Friday, April 4, 2014

Gluten Free Friday! (Cabbage Roll Casserole)

Welcome back friends and food lovers. Friday is upon us once again which means it’s time for another Gluten Free Friday recipe. About 6 months ago I posted a recipe on my Wednesday feature for Cabbage Rolls, which are actually gluten free and super delicious but can be a little time consuming to make. Well today I bring you a Cabbage Roll Casserole recipe that taste just as good as actual cabbage rolls but is so easy to make. I know cheese isn’t a standard ingredient in cabbage rolls, and it's not part of this recipe, but personally I think shredded cheese added to the top of the casserole just before it’s done would be pretty awesome as well.
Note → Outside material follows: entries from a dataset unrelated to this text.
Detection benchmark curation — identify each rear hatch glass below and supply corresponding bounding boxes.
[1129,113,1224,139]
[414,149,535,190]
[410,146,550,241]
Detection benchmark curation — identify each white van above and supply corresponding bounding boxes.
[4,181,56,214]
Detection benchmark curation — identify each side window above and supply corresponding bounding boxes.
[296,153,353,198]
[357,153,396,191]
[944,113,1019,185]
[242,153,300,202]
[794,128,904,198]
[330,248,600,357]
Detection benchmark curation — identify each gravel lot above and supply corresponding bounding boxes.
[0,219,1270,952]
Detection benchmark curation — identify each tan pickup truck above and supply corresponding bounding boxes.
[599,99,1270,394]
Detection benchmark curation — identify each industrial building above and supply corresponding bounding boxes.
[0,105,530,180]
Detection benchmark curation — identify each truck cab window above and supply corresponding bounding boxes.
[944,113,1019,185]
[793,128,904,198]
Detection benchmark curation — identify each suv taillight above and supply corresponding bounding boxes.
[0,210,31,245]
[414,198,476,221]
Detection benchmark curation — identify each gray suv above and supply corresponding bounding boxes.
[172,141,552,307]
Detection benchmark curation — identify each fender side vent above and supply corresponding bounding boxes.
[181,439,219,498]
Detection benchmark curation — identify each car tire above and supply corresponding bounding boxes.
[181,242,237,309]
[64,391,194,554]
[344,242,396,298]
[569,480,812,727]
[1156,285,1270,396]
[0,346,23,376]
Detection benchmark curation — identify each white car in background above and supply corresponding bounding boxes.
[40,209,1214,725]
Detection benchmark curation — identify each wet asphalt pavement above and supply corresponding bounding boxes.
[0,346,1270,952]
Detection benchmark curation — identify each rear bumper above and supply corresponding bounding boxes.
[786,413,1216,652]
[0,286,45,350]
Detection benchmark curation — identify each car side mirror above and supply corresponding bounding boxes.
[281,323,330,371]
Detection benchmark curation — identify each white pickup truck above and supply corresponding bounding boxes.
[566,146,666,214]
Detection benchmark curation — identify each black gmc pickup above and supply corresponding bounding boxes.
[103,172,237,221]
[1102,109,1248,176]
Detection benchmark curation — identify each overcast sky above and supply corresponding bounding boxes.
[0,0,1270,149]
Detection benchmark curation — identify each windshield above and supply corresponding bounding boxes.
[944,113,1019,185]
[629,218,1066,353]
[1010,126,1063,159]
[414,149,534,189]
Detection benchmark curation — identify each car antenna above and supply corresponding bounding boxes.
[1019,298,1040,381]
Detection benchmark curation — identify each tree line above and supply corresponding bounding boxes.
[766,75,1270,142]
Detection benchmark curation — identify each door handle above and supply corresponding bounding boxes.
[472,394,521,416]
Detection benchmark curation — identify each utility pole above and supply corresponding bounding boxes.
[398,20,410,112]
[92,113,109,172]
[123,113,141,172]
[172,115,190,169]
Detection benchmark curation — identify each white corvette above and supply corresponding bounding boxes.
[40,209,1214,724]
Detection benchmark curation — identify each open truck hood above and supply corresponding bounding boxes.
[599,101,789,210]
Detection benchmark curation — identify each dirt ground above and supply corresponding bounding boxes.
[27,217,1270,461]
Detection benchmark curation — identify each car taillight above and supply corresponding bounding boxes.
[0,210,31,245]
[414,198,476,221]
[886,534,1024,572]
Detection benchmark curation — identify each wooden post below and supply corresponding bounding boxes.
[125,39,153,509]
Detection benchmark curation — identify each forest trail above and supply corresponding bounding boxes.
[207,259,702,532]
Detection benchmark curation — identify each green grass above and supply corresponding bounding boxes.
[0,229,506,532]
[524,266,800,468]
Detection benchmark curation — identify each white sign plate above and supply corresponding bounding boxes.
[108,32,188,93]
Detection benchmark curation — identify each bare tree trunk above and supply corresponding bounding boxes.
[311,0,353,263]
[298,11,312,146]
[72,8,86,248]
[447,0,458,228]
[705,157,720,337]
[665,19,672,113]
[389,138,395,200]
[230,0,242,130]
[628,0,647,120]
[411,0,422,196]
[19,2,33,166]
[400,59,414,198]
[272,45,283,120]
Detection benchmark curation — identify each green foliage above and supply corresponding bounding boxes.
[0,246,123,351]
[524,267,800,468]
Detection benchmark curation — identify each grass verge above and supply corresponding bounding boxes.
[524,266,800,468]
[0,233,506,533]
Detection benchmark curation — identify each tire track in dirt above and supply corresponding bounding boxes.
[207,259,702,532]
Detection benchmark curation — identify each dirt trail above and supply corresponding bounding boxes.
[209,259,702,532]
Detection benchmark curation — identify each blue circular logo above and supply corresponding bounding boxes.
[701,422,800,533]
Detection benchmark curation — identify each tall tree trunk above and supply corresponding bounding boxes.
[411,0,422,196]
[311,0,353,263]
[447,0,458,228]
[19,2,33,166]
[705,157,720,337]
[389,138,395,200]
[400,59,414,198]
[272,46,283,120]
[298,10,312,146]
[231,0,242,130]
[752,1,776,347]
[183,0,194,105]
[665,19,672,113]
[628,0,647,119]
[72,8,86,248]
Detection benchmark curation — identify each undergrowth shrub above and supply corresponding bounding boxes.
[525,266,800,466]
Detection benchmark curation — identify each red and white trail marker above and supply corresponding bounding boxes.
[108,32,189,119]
You could even make this in a slow cooker instead of in the oven if you wanted to. If you do go the slow cooker route, I would say you probably need to parboil the cabbage and rice first and give everything as least 4-6 hours in the slow cooker depending on how done you like your rice and cabbage. Give this a try and let me know what you think in the comments below. Also, don’t forget to do the new poll to the right if you haven’t already. Have a great weekend everyone and enjoy that nice weather if you’re lucky enough to have it.

Cabbage Roll Casserole

  • 1 lb Ground Beef
  • 1/2 cup Diced Onion
  • 2 Cloves Garlic, minced
  • 2 (8 oz) cans Tomato Sauce
  • 1/2 head Cabbage, chopped
  • 1/2 cup Uncooked White Rice
  • 1/2 tsp Salt
  • 1/2 tsp Pepper
  • 1/2 tsp Chili Powder
  • 1/2 tsp Worcestershire Sauce
  • 1 (14 oz) can Beef Broth

1. Preheat oven to 350 degrees F (175 degrees C).
2. In a large skillet over medium heat sauté the onions and garlic in a little oil until the onions just begin to turn translucent.
3. Add the ground beef to the pan and cook until no longer pink; drain off excess fat.
4. In a large mixing bowl combine the tomato sauce, cabbage, rice, salt, pepper, chili power, and Worcestershire sauce; add the meat mixture and stir to combine.
5. Pour the mixture into a 9x13 inch baking dish then pour the broth over meat mixture.
6. Cover with foil and bake in the preheated oven for 1 hour; after 1 hour stir, replace the cover and bake for another 15-30 minutes.